In this blog, we’ve talked about a number of helpful R packages for doing baseball work. Notable packages include
Lahmanpackage that provides all the season-to-season stats for teams, pitchers, and batters.
pitchRxpackage for scraping pitchFX data.
openWARpackage for scraping MLBAM GameDay data and computing WAR statistics.
Bill Petti has a new package
baseballr that is available on his github site. In this blog post, I’ll give a first look in this package, explaining how it extends the functionality of the earlier packages in one’s analysis of baseball data.
Scraping FanGraphs Data
One can download FanGraphs data directly from the website. But the
baseballr package has some functions for directly importing FanGraphs data in R. For example,
library(baseballr) d <- fg_bat_leaders(2016, 2016)
will download batting data for all batting leaders with qualifying at-bats. If you want data for all batters, say with 100 or more AB, you use
d <- fg_bat_leaders(2016, 2016, qual=100)
This is attractive since you get a ton of different batting measures included the Advanced, Batted Ball, Pitch Type, Plate Discipline variables in FanGraphs.
Also there are other FanGraphs functions:
fg_guts() downloads wOBA and FIP constants and coefficients (this is useful for my own work),
fg_park() downloads park factors, and
fg_park_hand() is supposed to download park factors for each batting side (this didn’t seem to work for me).
Downloading Baseball Savant Data
There are also functions for downloading StatCast data available through Baseball Savant into R. For example, suppose I want to collect batting data for the 2016 Mike Trout. I first find Trout’s MLBAM ID (the
playerid_lookup() is helpful for this), and then I type
S <- scrape_statcast_savant_batter("2016-04-01", "2016-09-30", batterid = 545361)
This gives pitch-by-pitch stats for each pitch thrown to Mike Trout for the 2016 season. This includes all of the pitchFX data (speed of pitch, break, location, etc) and some StatCast variables such as hit speed and hit angle for the balls put into play.
Here I graph the hit angle against the speed of the bat for all of Trout’s balls put in play. There is a new variable “barrel” where MLB indicates by a 1 (otherwise 0) if it is a well-struck ball. We see from the graph that barrel = 1 corresponds approximately to a hit speed of 100 mpg where the hit angle is not too small.
Computation of Statistics
There are also a number of functions for computing various baseball measures. One function I see as being immediately useful is
woba_plus() that computes the wOBA measure given basic counts data. To illustrate, I use the
Lahman package to collect basic season statistics for the 2015 hitters with at least 400 at-bats. Then I use the
woba_plus() function on the data frame. I output the head of the result — I see the top 6 hitters with respect to the wOBA statistic for the 2015 season.
library(Lahman) df2015 <- summarize(group_by(filter(Batting, yearID == 2015), playerID), season = first(yearID), AB = sum(AB), uBB = sum(BB), X1B = sum(H - X2B - X3B - HR), X2B = sum(X2B), X3B = sum(X3B), HBP = sum(HBP), SF = sum(SF), HR = sum(HR), SH = sum(SH), SO = sum(SO)) df2015_q <- filter(df2015, AB >= 400) woba <- woba_plus(df2015_q) head(select(woba, playerID, wOBA, wOBA_CON)) # A tibble: 6 × 3 playerID wOBA wOBA_CON <chr> <dbl> <dbl> 1 harpebr03 0.466 0.554 2 vottojo01 0.433 0.485 3 goldspa01 0.429 0.517 4 cabremi01 0.421 0.462 5 troutmi01 0.420 0.519 6 cruzne02 0.400 0.511
Here’s a histogram of the 2015 wOBAs — Mike Trout is the one outlier at the high end.

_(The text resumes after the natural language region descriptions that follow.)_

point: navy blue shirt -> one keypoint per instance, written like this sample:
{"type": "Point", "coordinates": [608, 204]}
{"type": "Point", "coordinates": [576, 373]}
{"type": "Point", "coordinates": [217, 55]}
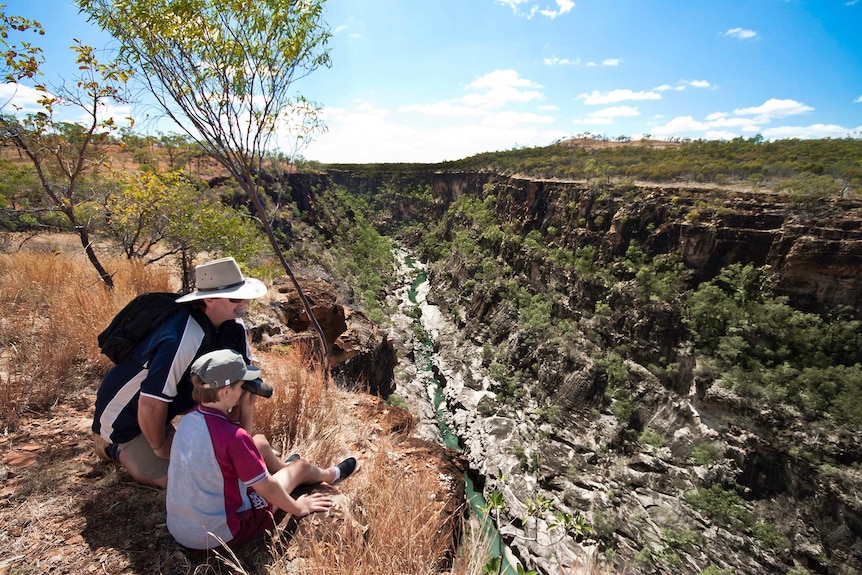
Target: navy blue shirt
{"type": "Point", "coordinates": [159, 368]}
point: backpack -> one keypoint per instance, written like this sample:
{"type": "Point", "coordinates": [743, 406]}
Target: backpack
{"type": "Point", "coordinates": [136, 321]}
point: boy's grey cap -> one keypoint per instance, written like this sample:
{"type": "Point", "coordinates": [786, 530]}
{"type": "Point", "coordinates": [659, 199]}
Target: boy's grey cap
{"type": "Point", "coordinates": [222, 367]}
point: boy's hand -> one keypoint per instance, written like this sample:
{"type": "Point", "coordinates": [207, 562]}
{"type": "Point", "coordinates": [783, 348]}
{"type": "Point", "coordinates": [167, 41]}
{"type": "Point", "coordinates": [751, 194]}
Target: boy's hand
{"type": "Point", "coordinates": [313, 502]}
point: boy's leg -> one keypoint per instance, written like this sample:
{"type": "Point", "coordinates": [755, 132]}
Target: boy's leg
{"type": "Point", "coordinates": [273, 462]}
{"type": "Point", "coordinates": [301, 472]}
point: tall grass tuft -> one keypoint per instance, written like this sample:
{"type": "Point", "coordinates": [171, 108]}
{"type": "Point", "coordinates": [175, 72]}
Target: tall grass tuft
{"type": "Point", "coordinates": [302, 414]}
{"type": "Point", "coordinates": [392, 525]}
{"type": "Point", "coordinates": [52, 307]}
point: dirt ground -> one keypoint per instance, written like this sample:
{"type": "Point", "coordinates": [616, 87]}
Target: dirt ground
{"type": "Point", "coordinates": [63, 510]}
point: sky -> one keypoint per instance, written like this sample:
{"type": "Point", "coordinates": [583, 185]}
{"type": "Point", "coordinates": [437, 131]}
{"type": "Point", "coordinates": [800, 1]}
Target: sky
{"type": "Point", "coordinates": [436, 80]}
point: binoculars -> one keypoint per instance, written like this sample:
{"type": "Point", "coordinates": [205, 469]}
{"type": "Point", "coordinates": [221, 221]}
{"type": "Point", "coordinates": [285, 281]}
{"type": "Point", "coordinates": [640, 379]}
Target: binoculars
{"type": "Point", "coordinates": [257, 387]}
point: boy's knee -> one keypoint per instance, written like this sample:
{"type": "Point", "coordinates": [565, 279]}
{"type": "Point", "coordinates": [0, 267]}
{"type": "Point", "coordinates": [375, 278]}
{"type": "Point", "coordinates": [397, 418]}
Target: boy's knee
{"type": "Point", "coordinates": [260, 440]}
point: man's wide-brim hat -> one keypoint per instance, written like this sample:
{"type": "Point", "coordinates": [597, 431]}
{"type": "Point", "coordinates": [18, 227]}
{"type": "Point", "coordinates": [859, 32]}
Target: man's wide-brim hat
{"type": "Point", "coordinates": [222, 278]}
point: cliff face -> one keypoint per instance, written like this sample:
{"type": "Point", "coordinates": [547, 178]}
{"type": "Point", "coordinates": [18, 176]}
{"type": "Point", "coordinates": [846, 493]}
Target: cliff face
{"type": "Point", "coordinates": [640, 498]}
{"type": "Point", "coordinates": [815, 251]}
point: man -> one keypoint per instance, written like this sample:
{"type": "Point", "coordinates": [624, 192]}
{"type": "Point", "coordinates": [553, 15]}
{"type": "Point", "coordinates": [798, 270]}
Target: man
{"type": "Point", "coordinates": [139, 398]}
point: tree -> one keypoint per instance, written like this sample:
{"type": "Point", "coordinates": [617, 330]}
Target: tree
{"type": "Point", "coordinates": [224, 71]}
{"type": "Point", "coordinates": [170, 210]}
{"type": "Point", "coordinates": [63, 153]}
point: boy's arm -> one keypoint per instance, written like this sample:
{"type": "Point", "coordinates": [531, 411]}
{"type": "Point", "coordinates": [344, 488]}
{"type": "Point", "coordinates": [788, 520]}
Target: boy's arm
{"type": "Point", "coordinates": [271, 490]}
{"type": "Point", "coordinates": [243, 412]}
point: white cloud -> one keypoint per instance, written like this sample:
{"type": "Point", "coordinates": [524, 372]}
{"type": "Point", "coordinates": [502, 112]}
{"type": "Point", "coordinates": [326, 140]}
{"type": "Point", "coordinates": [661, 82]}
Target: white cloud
{"type": "Point", "coordinates": [615, 112]}
{"type": "Point", "coordinates": [606, 116]}
{"type": "Point", "coordinates": [741, 33]}
{"type": "Point", "coordinates": [719, 135]}
{"type": "Point", "coordinates": [365, 134]}
{"type": "Point", "coordinates": [699, 84]}
{"type": "Point", "coordinates": [501, 87]}
{"type": "Point", "coordinates": [751, 120]}
{"type": "Point", "coordinates": [614, 96]}
{"type": "Point", "coordinates": [443, 109]}
{"type": "Point", "coordinates": [774, 108]}
{"type": "Point", "coordinates": [562, 7]}
{"type": "Point", "coordinates": [510, 120]}
{"type": "Point", "coordinates": [813, 131]}
{"type": "Point", "coordinates": [679, 125]}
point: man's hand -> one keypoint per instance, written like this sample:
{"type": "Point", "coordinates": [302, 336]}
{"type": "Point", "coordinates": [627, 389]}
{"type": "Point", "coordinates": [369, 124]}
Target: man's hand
{"type": "Point", "coordinates": [164, 451]}
{"type": "Point", "coordinates": [153, 419]}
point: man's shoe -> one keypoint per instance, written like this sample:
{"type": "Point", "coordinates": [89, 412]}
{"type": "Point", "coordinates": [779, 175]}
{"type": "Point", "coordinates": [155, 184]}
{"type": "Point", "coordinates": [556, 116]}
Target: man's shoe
{"type": "Point", "coordinates": [345, 469]}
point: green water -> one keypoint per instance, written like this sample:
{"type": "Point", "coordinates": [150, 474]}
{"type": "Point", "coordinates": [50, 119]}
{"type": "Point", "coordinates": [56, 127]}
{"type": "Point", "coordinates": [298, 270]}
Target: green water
{"type": "Point", "coordinates": [474, 497]}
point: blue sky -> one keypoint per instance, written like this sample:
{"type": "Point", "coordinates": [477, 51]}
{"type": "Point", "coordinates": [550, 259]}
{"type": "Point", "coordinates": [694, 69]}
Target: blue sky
{"type": "Point", "coordinates": [434, 80]}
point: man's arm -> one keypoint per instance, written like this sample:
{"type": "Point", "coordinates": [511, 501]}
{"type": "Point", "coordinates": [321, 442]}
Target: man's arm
{"type": "Point", "coordinates": [153, 419]}
{"type": "Point", "coordinates": [270, 489]}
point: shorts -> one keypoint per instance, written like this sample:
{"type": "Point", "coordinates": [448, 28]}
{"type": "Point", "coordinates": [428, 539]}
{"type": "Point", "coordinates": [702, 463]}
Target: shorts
{"type": "Point", "coordinates": [253, 523]}
{"type": "Point", "coordinates": [137, 453]}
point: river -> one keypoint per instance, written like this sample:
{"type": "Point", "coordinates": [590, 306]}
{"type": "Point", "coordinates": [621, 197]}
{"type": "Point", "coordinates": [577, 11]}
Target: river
{"type": "Point", "coordinates": [423, 348]}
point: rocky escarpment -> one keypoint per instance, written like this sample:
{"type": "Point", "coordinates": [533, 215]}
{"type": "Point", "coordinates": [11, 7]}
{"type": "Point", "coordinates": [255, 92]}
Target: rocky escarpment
{"type": "Point", "coordinates": [361, 355]}
{"type": "Point", "coordinates": [815, 249]}
{"type": "Point", "coordinates": [692, 477]}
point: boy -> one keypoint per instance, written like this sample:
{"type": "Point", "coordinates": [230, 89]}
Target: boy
{"type": "Point", "coordinates": [223, 483]}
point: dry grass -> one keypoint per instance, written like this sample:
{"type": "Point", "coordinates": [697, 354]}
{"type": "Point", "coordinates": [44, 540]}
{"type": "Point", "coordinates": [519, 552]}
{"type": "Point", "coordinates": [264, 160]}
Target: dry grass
{"type": "Point", "coordinates": [393, 516]}
{"type": "Point", "coordinates": [51, 309]}
{"type": "Point", "coordinates": [390, 521]}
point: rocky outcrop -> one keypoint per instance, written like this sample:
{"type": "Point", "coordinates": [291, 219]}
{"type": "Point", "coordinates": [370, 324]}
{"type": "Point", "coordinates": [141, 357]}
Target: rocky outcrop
{"type": "Point", "coordinates": [691, 477]}
{"type": "Point", "coordinates": [361, 355]}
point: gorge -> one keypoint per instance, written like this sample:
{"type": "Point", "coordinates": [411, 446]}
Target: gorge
{"type": "Point", "coordinates": [588, 394]}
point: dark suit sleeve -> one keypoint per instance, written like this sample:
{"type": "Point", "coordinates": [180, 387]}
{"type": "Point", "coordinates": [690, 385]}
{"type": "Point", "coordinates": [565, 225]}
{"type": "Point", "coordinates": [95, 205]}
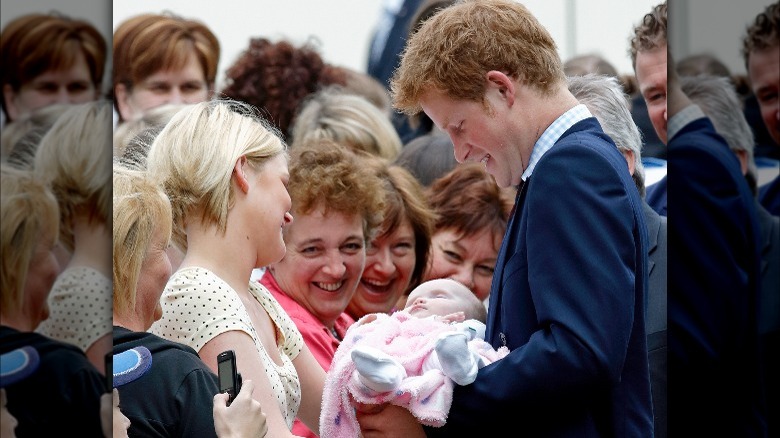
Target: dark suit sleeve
{"type": "Point", "coordinates": [579, 266]}
{"type": "Point", "coordinates": [195, 401]}
{"type": "Point", "coordinates": [713, 284]}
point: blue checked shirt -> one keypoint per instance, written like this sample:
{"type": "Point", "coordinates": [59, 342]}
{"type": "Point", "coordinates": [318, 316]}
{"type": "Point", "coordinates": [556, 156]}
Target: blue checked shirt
{"type": "Point", "coordinates": [682, 118]}
{"type": "Point", "coordinates": [553, 133]}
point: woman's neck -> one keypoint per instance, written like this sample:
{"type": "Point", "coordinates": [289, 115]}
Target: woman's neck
{"type": "Point", "coordinates": [92, 245]}
{"type": "Point", "coordinates": [227, 255]}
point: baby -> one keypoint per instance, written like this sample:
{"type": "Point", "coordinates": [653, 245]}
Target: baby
{"type": "Point", "coordinates": [411, 358]}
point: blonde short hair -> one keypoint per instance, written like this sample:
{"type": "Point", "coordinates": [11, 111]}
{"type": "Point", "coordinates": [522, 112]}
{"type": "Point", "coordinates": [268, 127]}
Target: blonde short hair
{"type": "Point", "coordinates": [74, 159]}
{"type": "Point", "coordinates": [29, 212]}
{"type": "Point", "coordinates": [347, 119]}
{"type": "Point", "coordinates": [132, 134]}
{"type": "Point", "coordinates": [194, 155]}
{"type": "Point", "coordinates": [140, 206]}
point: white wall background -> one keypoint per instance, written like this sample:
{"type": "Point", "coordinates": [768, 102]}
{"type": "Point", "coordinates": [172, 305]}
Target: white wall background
{"type": "Point", "coordinates": [343, 28]}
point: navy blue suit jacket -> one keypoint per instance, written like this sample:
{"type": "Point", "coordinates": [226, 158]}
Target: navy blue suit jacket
{"type": "Point", "coordinates": [714, 262]}
{"type": "Point", "coordinates": [568, 299]}
{"type": "Point", "coordinates": [769, 196]}
{"type": "Point", "coordinates": [656, 196]}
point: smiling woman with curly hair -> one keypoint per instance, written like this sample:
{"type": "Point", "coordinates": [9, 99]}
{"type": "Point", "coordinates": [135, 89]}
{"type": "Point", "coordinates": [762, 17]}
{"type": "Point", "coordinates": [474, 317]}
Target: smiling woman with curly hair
{"type": "Point", "coordinates": [276, 77]}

There are other functions for computing other statistics such as the percentage of pitches thrown to different edges of the strike zone, fip metrics, and measures of team consistency. This is a package under development, so I suppose new functions will be added in the future.
On my first look, I think the
baseballr package is a nice addition to what is currently available for baseball work in R. It allows easy scraping of FanGraphs and Baseball Savant data which will facilitate interesting explorations. Also I like that Bill is making his work available and open for inspection by adding these extra computation functions. I encourage other folks to create R packages — the process for building a R package in RStudio is easier with the RStudio interface — it might be worth posting about this in the future.